South Dakota’s governor has shut down the teen section of the South Dakota State Library’s web site, saying it included links to material he doesn’t believe young people should see.
Republican Gov. Mike Rounds decided to shut down the entire teen section July 12. The move came in spite of a decision by the State Library Board just days earlier to remove a link to a Planned Parenthood web site. The state board in April had rejected a request to remove the link, but on July 9, the library board reversed itself at the urging of the governor.
Rounds opposes abortion; Planned Parenthood lobbies to keep abortion legal.
“As a parent, I would be very disturbed to have my children connecting to any of these web sites that are found through the state web site at this time,” the governor said July 12 as links on the library’s Teen Center page began disappearing.
Rounds said he will assemble a committee to review the links and see if any can be restored.
In Rapid City, the state’s second largest urban center after Sioux Falls, about 20 teens rallied at their city’s public library to protest removal of the Planned Parenthood link.

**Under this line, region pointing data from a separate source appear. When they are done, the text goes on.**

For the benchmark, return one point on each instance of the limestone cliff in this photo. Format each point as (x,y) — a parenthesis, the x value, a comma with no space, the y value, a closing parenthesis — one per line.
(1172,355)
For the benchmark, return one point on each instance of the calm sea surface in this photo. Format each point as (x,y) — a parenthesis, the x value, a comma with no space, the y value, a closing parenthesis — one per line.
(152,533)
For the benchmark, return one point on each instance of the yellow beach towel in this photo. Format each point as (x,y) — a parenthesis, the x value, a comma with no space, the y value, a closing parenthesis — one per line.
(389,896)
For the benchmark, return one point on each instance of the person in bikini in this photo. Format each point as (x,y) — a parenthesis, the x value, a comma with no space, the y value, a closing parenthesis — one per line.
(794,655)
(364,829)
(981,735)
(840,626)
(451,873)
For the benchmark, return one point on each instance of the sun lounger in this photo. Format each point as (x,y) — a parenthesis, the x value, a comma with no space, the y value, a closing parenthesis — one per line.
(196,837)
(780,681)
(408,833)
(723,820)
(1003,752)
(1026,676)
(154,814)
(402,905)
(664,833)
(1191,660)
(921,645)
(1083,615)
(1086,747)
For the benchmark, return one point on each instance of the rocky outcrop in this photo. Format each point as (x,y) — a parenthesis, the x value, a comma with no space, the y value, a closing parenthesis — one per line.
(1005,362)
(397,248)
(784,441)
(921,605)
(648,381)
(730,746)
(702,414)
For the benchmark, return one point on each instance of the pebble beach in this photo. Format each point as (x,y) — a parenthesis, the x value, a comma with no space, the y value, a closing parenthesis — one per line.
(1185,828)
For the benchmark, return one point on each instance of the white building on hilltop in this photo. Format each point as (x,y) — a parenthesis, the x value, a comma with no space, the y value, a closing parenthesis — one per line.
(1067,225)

“It seems as though our governor is censoring one particular group without regard to the content,” said one protester, Loy Maierhauser. “It’s kind of like pulling a book off the library shelf just because of the author.”
Rounds, however, said the removal of the web links does not amount to censorship, because internet users still can go directly to those organizations’ sites. State government sites should not feature links to advocacy groups that are politically active, he said.
A quick scan of the Teen Center site before the plug was pulled revealed mostly links to information about popular culture. Some general categories included “Words to Chill By,” “Homework,” “Life After High School,” “That’s Life,” and “Teen ‘Zines.”
One link was to Columbia University’s Go Ask Alice!, which provides answers to health concerns and some explicit sexual questions. Another was to It’s Your (Sex) Life, which includes information on pregnancy, birth control, and sexually transmitted diseases.
Rounds said he made a judgment call. That’s one reason he was elected, he added.